Joseph's name was a proud name, recalling the ancient Jewish name of one of the twelve patriarchs, Joseph the son of Jacob who was sold by his brothers into Egypt and who later became second to Pharaoh in power over all Egypt, saving his family from famine (Genesis 30-50). His name means "to add."

Joseph the Husband
Joseph was no doubt older than Mary. While girls were married by 13 or 14 -- old enough at that age to bear children -- husbands on the other hand needed to be established enough to support a wife before they could enter into marriage. They were legally obligated to provide with food, clothing, and shelter.

Joseph the Carpenter
Carpentry was Joseph's world, and the world that Jesus grew up in. He played in the wood shavings on the floor of his father's shop. Carpentry was Joseph's trade and the trade he taught his son. Jesus learned from Joseph to saw and plane, drill and smooth. He watched his father -- the local contractor -- make business contracts and deal with customers. Jesus saw it all.
Joseph's decision
Joseph was probably deeply embarrassed by the whole incident. But he alone knows that he is not the father.

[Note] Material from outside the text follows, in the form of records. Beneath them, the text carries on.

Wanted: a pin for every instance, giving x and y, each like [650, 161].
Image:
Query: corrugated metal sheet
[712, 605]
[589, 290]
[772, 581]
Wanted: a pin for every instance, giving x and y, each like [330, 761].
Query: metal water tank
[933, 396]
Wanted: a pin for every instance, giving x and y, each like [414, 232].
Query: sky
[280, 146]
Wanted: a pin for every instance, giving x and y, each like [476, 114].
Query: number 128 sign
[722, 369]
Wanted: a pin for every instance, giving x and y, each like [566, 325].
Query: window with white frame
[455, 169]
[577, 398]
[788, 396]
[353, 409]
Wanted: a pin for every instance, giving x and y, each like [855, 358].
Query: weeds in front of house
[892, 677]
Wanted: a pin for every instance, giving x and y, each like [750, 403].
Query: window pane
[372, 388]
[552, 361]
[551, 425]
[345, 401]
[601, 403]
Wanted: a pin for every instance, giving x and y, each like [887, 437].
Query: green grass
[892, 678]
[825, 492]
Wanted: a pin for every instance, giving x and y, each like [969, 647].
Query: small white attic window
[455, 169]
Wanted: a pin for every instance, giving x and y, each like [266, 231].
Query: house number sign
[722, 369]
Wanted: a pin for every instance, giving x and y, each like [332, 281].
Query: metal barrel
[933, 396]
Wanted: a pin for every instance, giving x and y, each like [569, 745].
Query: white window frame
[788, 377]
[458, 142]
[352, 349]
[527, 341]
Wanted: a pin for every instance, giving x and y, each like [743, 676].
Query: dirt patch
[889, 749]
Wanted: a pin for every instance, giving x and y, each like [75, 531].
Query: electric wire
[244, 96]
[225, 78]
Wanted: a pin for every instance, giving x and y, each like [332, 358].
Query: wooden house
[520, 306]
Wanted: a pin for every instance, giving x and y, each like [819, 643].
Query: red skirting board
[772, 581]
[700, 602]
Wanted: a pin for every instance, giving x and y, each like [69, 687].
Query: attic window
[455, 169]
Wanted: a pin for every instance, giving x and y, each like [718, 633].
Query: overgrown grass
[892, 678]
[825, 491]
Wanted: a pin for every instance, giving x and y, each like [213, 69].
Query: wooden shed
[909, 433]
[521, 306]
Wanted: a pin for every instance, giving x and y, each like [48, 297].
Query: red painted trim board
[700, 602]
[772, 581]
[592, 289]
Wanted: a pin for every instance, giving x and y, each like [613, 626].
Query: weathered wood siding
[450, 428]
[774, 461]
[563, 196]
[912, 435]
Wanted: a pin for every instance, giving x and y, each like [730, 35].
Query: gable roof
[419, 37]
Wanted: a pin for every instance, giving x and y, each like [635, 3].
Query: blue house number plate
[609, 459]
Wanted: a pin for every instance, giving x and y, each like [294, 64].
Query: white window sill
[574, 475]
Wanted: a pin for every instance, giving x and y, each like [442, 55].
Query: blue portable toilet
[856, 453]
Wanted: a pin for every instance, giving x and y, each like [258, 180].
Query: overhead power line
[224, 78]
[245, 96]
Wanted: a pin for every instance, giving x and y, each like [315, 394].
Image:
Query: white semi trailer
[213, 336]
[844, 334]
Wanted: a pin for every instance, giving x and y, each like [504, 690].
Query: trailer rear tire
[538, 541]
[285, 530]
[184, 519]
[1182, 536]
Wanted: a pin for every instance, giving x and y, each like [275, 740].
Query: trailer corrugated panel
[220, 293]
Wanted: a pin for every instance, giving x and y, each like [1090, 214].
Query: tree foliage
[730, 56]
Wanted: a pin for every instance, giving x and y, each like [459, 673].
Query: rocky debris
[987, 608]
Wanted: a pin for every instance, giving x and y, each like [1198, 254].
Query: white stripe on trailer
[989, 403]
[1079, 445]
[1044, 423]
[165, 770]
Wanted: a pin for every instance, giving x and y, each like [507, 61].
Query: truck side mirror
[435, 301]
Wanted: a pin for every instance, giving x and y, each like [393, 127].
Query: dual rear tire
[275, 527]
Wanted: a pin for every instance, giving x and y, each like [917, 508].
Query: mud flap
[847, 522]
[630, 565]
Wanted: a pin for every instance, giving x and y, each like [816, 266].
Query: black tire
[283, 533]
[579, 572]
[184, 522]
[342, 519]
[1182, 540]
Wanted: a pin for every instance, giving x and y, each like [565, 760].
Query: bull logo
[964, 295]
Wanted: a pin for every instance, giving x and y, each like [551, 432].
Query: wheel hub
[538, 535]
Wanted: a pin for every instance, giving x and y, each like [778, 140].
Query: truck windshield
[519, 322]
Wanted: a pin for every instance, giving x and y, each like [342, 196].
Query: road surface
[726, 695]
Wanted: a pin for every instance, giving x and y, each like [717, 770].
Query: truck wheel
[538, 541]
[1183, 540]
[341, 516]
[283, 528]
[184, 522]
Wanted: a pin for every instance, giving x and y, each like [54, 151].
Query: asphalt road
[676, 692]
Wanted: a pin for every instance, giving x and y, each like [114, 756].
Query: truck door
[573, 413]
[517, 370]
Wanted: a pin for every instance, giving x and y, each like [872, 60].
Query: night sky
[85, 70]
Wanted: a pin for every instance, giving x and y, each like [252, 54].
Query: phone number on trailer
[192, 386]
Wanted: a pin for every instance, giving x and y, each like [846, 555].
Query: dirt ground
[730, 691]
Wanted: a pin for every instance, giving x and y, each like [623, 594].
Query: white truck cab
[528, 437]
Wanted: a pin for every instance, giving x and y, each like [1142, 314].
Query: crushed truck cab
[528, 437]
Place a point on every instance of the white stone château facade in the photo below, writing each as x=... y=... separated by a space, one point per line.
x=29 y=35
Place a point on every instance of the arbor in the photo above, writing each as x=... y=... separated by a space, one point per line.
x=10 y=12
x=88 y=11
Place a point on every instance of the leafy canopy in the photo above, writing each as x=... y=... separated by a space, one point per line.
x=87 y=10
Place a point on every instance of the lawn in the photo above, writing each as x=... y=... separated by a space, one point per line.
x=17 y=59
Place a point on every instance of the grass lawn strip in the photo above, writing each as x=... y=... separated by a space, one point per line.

Mary's pregnancy had placed her at considerable risk in this society...Joseph know this:

Husband. Her betrothed husband would reject her. Her pregnancy would embarrass him and reflect on his character. She couldn't expect him to understand or accept her condition.
Penalty. At worst she could be stoned. The law provided in cases like this for possible stoning (Deuteronomy 22:13-30), especially if the man and married woman are caught in the act of adultery. Stoning for adultery still took place in first century Palestine.6
Shunning. At best, her family would allow her to live at home, though her supposed adultery would hurt their standing in the community. She and her bastard child would be shunned.
Remarriage. No upstanding man would ever marry her, since the stigma of her supposed adultery would remain with her and taint the reputation of any husband.
No where to go. She couldn't go to the city and be lost in its anonymity. Single women just didn't live alone. This was a family-centered culture where a woman's work centered around home and family. There was no work for single women, except perhaps as a housekeeper in a wealthy home -- or prostitution.

Joseph, the Righteous Man (1:19)
Matthew says that he was "a righteous man." "Righteous" (NIV, NRSV) or "just" (KJV) is dikaios, "pertaining to being in accordance with high standards of integrity, upright, just, fair," here probably, "interested in doing the right thing, honorable, just, good."7

"Righteous" meant that Joseph carefully observed the law and valued his own reputation. According to the customs of that time, adultery would make her unmarriageable to either her betrothed husband or a paramour, if one had been discovered. By marrying her, Joseph would compromise himself in the eyes of the law. But his righteousness went deeper than a mere external righteousness before Jewish law. He was honorable and wanted to do the right thing.

The wrong thing, he decided, was to demand prosecuting her for adultery. "Expose to public disgrace" (NIV, NRSV) or "make a public example" (KJV) is deigmatizō, "expose, make an example of, disgrace."8 He couldn't marry her, of course, since he knew that her baby was not his. But instead of a messy public trial, he had decided to divorce9 her quietly.10 He would simply write out a certificate of divorce and present it to her in the presence of two witnesses, as required by law.11 And to avoid the accusation of adultery as the reason for the divorce, Joseph could have offered less serious grounds, acknowledged by Pharisees of the school of Hillel. Brown suggests that "to divorce quietly" may mean to divorce leniently.12

And so Joseph decided to divorce Mary, but to do it in such a way as to protect her as much as he could, given the situation. We see in Joseph a gentleness and maturity. A righteous man, but not a man full of himself. Joseph was a man seeking to do the right thing.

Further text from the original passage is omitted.